Je voudrais rompre avec la tradition. Vous avez l'habitude Monsieur le Président, que l'on salue en vous l'homme d'Etat éminent qui fut l'un des artisans du passage d'une époque de notre histoire contemporaine à une autre.
Je sais qu'en 1987, vous dîniez en ces lieux pour la première fois. La France recevait alors le nouveau ministre des Affaires étrangères de l'URSS. Ce n'est pourtant ni l'homme de cette époque, ni l'empire d'alors que je veux évoquer ce soir.

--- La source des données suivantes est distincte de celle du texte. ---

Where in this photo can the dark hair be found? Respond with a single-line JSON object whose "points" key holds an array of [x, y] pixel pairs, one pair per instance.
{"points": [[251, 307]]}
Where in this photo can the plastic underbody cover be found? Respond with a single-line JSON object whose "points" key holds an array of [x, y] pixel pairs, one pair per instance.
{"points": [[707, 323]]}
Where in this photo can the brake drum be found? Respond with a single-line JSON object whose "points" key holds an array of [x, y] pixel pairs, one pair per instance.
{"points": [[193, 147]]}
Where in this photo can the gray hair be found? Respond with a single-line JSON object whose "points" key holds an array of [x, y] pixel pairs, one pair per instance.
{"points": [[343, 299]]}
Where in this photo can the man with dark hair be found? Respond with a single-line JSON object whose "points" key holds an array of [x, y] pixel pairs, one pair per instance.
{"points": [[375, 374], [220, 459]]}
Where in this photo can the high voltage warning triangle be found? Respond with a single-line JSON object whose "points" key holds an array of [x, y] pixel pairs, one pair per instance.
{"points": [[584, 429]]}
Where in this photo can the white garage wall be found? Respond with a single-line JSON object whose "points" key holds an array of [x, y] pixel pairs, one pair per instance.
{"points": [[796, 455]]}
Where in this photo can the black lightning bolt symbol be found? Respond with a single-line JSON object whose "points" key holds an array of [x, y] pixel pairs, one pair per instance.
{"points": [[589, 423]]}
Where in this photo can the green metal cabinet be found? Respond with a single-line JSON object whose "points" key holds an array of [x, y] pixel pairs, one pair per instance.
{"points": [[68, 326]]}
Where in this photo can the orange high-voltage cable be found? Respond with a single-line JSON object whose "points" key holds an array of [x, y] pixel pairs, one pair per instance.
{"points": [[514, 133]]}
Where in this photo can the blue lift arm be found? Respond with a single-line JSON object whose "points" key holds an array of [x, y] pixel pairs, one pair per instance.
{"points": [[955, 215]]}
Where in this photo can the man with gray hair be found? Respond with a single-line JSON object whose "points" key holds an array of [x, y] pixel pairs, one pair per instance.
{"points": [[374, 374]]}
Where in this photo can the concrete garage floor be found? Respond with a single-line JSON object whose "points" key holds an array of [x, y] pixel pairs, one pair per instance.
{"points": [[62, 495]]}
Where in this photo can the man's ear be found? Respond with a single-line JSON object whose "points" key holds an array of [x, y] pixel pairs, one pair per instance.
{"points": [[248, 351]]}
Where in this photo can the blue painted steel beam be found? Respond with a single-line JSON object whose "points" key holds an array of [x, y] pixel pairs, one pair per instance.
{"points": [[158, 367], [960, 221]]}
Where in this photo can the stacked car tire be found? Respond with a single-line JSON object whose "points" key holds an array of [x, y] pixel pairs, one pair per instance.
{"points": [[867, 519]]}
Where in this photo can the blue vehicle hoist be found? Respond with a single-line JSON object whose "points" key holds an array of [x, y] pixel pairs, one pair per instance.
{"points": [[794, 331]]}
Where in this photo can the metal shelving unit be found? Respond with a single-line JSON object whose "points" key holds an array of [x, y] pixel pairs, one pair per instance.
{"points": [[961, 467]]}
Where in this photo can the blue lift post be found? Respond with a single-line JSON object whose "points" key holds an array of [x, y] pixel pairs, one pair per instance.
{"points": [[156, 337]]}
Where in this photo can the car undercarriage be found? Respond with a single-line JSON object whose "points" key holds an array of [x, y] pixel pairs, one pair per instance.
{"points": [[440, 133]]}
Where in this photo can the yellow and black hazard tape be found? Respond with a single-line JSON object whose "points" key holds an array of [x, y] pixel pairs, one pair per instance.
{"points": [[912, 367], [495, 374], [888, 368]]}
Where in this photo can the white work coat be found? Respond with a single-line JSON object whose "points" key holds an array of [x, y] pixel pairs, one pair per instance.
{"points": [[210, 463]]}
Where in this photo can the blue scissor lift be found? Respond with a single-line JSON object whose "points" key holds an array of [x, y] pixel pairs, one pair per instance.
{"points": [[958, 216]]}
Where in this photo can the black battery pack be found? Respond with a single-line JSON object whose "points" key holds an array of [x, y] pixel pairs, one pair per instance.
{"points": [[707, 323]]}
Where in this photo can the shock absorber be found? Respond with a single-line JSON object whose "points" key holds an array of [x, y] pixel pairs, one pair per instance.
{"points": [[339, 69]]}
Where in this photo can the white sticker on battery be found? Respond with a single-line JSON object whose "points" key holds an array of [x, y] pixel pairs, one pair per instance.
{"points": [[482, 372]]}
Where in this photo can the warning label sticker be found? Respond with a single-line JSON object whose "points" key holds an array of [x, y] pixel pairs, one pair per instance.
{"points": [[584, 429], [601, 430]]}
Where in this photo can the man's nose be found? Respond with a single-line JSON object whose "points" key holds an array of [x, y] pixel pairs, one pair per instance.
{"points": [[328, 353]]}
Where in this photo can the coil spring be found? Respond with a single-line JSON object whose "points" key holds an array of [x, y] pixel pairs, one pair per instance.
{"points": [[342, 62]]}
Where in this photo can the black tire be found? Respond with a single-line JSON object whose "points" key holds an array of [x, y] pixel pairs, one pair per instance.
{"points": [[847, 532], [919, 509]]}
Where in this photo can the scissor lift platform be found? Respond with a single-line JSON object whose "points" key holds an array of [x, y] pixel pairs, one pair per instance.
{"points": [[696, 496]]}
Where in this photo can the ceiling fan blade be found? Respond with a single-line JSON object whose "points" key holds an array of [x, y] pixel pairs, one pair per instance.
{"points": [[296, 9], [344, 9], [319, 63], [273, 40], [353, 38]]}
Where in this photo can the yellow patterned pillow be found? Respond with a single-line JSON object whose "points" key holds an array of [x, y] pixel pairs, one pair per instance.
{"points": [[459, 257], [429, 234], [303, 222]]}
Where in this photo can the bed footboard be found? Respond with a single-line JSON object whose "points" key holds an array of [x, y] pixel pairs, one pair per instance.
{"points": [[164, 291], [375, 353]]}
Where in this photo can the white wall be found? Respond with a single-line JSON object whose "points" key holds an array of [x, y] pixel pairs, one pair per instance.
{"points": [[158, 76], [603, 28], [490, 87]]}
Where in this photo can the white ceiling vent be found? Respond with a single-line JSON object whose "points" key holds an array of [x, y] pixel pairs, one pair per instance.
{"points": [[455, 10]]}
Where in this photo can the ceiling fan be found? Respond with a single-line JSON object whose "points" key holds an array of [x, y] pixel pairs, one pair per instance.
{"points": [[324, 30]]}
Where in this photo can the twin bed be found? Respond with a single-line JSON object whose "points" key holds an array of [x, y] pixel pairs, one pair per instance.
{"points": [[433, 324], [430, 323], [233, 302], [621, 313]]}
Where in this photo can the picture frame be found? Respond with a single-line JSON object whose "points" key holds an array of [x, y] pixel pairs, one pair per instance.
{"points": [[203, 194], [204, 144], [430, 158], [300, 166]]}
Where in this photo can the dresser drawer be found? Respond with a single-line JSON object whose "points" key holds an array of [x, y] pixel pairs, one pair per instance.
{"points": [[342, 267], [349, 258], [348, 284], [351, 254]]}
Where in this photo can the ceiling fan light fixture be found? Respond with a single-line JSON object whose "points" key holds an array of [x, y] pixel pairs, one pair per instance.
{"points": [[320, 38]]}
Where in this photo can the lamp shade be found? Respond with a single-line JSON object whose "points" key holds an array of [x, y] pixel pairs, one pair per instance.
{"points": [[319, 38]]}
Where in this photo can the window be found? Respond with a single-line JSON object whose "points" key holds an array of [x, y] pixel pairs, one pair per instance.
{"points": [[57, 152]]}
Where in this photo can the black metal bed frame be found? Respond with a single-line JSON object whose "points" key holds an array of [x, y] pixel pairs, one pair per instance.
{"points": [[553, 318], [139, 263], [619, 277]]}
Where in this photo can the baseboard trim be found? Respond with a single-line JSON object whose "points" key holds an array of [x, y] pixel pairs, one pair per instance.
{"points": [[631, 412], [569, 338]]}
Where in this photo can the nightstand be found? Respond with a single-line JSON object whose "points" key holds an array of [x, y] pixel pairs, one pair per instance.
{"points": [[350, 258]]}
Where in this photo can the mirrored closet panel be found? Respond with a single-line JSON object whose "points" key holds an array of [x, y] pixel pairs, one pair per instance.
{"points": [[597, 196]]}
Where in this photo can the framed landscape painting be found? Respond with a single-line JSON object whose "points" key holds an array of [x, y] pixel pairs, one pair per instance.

Aujourd'hui, en ces mêmes lieux, la France reçoit le président, démocratiquement élu, de la Géorgie indépendante. C'est lui que je tiens tout particulièrement à saluer. Celui qui, en homme déterminé, a choisi d'être premier chez lui, plutôt que second à Rome. Celui qui a du apprendre sur le terrain qu'il était plus aisé de défaire -même le plus puissant des empires- que de construire même un petit Etat- mais libre, démocratique et souverain.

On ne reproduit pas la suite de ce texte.